Joan Didion, from the essay ‘Slouching Towards Bethlehem’ (1967), in which she reported on the young people moving en masse to the Haight-Ashbury district of San Francisco,  to drop out and ‘turn on’. It seems to me Didion, in her own haughty manner, is saying (almost) the same thing as Carver was saying here (“That’s all we have, finally, the words, and they had better be the right ones”). I often find myself in arguments about the precision of language, flinching at the misuse of ‘adorn’, or marvelling over the origins of ‘oubliette’. Absolutely, there can be energy and a certain wryness to misusing words, or to being deliberately vague (I like using ‘stuff’ and ‘things’ and even ‘shit’ to gloss over things/stuff/shit), but that’s different from the fogginess or laziness that Didion notices here.
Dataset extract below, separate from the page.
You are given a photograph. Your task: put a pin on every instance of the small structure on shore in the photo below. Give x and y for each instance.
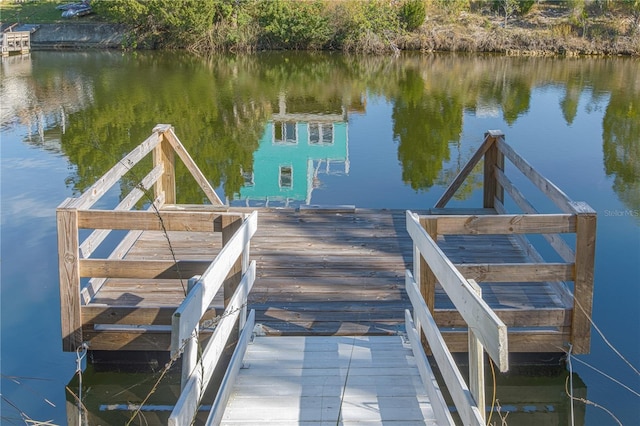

Much of what Didion experienced in the District can be found in the gobsmacking (I mean that precisely) near-ending, where Didion is introduced to a five-year-old girl:

The five-year-old’s name is Susan, and she tells me she is in High Kindergarten. She lives with her mother and some other people, just got over the measles, wants a bicycle for Christmas, and particularly likes Coca-Cola, ice cream, Marty in the Jefferson Airplane, Bob in the Grateful Dead, and the beach. She remembers going to the beach once a long time ago, and wishes she had taken a bucket. For a year now her mother has given her both acid and peyote. Susan describes it as getting stoned.